The end of the 2020 school year for teachers was difficult whilst still coping with the constant changes to COVID-19 protocols. In NSW, instead of a steady start to the 2021 school year, teachers were faced with understanding new teacher professional development (PD) maintenance requirements. Teachers now have limited choices with the drastically reduced accredited courses through the decimating de-registration of providers. The NSW government’s action has resulted in the economic damage experienced by many de-registered providers. TPL once offered by these providers is no longer available to meet the diverse needs of teachers and the required re-engineered approach for a blended online and face-to-face environment. Significantly, the bureaucratic approach to PD belies the complexity and time required for long term sustainable TPL that impacts teaching practice and results in improved learning outcomes for students.

What can the time and money do for teacher learning in context? 

Below are three identified areas of teacher influence on their own practice and that of colleagues for improved outcomes.

1. Individual and team thinking built through teacher collective efficacy (CE)

Developing new efforts with collective thinking to influence schoolwide improvement is challenging.

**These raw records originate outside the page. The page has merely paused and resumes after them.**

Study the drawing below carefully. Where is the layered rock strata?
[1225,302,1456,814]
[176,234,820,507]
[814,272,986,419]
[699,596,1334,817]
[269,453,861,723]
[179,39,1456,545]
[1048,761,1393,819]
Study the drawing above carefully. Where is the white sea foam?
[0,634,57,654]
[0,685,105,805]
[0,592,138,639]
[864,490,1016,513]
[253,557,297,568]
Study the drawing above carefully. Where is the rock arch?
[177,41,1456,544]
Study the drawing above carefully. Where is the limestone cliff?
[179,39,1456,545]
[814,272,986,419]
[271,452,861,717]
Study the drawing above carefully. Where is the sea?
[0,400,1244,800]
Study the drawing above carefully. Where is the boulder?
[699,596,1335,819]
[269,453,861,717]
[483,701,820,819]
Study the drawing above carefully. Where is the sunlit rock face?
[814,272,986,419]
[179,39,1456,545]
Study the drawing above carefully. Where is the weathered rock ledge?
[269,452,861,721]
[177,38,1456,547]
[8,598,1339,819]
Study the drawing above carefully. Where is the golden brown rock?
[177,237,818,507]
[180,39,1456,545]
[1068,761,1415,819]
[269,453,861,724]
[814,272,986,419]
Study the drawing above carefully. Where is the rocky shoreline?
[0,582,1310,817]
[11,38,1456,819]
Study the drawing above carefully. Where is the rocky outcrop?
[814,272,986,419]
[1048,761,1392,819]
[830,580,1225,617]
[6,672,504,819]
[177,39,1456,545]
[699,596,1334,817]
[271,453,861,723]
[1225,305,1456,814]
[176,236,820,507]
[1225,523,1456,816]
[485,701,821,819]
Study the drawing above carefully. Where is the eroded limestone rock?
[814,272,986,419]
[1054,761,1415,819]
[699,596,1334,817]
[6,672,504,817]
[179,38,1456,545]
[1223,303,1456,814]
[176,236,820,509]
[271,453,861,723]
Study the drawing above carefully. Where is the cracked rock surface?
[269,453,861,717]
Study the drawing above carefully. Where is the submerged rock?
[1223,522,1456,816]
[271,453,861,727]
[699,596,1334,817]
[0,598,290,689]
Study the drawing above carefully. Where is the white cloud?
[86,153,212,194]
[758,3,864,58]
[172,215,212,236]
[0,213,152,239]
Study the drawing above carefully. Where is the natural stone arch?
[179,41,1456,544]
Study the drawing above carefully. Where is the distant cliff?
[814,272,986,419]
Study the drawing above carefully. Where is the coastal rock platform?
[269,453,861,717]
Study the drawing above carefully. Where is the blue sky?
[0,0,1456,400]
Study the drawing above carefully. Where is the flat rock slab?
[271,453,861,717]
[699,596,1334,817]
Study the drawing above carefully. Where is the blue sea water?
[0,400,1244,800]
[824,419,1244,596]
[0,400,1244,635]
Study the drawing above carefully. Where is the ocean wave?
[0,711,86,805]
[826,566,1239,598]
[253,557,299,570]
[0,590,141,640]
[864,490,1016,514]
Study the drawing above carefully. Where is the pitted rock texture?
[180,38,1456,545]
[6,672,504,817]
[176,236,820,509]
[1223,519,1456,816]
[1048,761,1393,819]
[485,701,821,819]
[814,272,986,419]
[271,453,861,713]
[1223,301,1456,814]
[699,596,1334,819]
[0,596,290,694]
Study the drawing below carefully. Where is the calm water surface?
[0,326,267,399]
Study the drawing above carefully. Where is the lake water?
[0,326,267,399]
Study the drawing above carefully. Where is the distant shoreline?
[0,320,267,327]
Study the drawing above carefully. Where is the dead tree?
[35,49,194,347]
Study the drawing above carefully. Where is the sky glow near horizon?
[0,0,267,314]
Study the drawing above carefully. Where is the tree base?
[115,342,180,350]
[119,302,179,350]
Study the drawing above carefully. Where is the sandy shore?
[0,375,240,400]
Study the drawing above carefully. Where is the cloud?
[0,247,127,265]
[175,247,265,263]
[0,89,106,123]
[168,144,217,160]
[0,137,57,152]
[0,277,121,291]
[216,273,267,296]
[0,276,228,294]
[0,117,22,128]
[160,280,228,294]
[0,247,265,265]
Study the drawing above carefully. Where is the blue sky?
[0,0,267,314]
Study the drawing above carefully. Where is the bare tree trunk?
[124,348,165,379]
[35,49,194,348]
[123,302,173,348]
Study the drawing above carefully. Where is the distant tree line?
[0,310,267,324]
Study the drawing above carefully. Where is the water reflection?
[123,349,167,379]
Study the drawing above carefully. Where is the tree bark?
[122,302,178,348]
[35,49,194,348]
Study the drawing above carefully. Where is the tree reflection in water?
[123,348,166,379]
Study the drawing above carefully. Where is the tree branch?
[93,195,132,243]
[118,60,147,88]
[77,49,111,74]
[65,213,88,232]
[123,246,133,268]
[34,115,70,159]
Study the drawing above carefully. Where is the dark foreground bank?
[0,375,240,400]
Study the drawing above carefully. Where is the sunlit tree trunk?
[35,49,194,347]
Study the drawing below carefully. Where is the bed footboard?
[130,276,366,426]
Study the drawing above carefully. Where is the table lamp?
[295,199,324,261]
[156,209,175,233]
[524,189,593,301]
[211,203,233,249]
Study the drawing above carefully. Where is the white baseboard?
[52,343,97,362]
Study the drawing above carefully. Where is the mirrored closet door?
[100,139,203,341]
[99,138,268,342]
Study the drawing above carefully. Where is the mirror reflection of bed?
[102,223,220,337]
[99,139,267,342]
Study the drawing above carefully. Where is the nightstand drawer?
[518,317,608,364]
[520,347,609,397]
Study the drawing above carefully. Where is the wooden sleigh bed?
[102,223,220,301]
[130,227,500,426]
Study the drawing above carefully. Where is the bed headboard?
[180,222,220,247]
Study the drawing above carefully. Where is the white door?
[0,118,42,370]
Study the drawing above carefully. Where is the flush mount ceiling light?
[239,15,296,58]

The constraints on teacher’s time have developed practices of cooperatively dividing the work effort. Teacher collective efficacy (CE) is often misrepresented as collaborative task generation or cooperative marking or reviewing of student work. CE entails the work of teaching teams to garner collective contributions for:

  • developing understanding of observations on learning,
  • critiquing task requirements,
  • assessing student work samples,
  • creating reasoned strategies to implement and evaluation in context,
  • expanding and clarifying individual teacher thinking with colleagues, and
  • collectively developing practice in context.
2. A pedagogical model to support evidence-based inquiry and performance predictions

TPL that offers a pedagogical model enables teachers to predict performance and map progress of learning thinking. Trialling new strategies in classrooms requires allocated time and structural support to overcome various challenges. This is evident for teachers who struggle to change entrenched routines, as well as teachers currently working out of their curriculum learning area or with a new stage level, or those early career teachers still resolving the theory-practice divide.

3. Teacher and student language and thinking on learning

TPL situated in context gives meaning to teacher’s practice and enables shared findings to address what mattered to teachers. Over a longitudinal implementation time frame, teachers are able to track changes in the collective thinking on the influences of student learning and identify changes in practice school-wide. Developing student reasoning and a language of learning in context requires dedicated time for TPL. 

The essential call to action for governments is clear. Reward teachers for their collective efforts in learning and teaching through salary increases and allocated time in workloads.

Carmel Patterson, PhD, is Director of Professional Learning and Pedagogy at Stella Maris College Manly and an Industry Fellow in the Faculty of Arts and Social Sciences at the University of Technology Sydney. She has published in her research areas of teacher professional learning and qualitative methodology. Carmel consults on professional learning courses provided by schools, universities, and private enterprise and has a wide array of professional networks.